Acclaimed American performance artist Carolee Scheeman is awarded this year’s Golden Lion for Lifetime Achievement at the 57th Venice Biennale. Joining an illustrious line of recipients including German painters Frank Auerbach and Sigmar Polke, Yugoslavian performance artist Marina Abramovic, and Malian photographer Malick Sidibe, Scheeman’s accolade is seen by the Biennale as testament to her major contribution to the arts. Hailed as a pioneer of performance, during the 1960s Scheeman revolutionalised the activity of art alongside the likes of Yves Klein, Charlotte Moorman, Yoko Ono and Yayoi Kusama who, for their interests, were to challenge object based art.

And by actively involving herself in her performances, Scheeman’s art was as much a test of endurance as it was an assertion of her body politics.

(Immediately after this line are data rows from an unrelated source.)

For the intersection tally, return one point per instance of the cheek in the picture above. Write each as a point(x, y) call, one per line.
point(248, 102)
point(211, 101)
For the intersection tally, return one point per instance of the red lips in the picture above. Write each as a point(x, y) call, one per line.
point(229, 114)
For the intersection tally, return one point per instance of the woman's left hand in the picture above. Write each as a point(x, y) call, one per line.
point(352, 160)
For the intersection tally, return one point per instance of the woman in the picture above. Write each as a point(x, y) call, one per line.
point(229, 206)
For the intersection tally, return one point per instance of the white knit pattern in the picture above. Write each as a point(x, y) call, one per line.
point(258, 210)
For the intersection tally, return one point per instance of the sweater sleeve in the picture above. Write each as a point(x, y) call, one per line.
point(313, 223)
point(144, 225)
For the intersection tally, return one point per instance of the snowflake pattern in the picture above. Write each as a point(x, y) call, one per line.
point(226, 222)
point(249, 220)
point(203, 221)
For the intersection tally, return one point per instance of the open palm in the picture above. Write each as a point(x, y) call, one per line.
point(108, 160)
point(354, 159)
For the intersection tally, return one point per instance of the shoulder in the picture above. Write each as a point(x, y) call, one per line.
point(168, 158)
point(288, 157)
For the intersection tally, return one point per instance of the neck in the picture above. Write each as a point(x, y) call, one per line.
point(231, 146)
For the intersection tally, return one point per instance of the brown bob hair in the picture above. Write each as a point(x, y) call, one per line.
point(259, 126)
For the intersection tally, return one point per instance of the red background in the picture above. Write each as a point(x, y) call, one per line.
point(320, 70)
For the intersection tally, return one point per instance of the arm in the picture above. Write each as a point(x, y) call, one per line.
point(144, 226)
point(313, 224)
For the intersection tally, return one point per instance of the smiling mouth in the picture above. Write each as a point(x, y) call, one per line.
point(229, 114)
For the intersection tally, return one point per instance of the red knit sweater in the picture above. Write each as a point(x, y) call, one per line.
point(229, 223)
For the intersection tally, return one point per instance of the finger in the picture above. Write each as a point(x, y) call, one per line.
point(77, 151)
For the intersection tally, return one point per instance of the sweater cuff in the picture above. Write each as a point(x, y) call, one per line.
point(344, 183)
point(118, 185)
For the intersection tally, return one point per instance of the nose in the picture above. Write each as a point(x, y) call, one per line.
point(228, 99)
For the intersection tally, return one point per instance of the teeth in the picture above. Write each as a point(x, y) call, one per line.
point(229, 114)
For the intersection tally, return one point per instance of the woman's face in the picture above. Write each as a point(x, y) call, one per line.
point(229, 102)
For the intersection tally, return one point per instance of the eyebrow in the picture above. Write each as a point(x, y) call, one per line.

Investigating Neo-Dadaism in the late 1950s, Scheeman carried her expressiveness into a more feminist environment that encouraged her to see art as a critical endeavour. Cleverly curating A Journey Through a Disrupted Landscape, in which she invited a small number of her college classmates to ‘crawl, climb, negotiate rocks, climb, walk, go through mud’, Scheeman sought to engender art with a set of actions. That led to her interest in Allan Kaprow’s ‘Happenings,’ as a way of involving herself more significantly in her own performances. Detaching herself from painting, Scheeman would endeavour to act against the perceived misogyny of modern art, by positively applying herself to the performative. In 1963s she choreographed Eye Body, 36 ‘transformative-actions’, involving her nude with garden snakes, and in her 1964’s piece Meat Joy, of her dancing over an anarchic scene of wet paint, sausage, raw fish, scraps of paper and chicken, which she described as a ‘celebration of flesh as material.’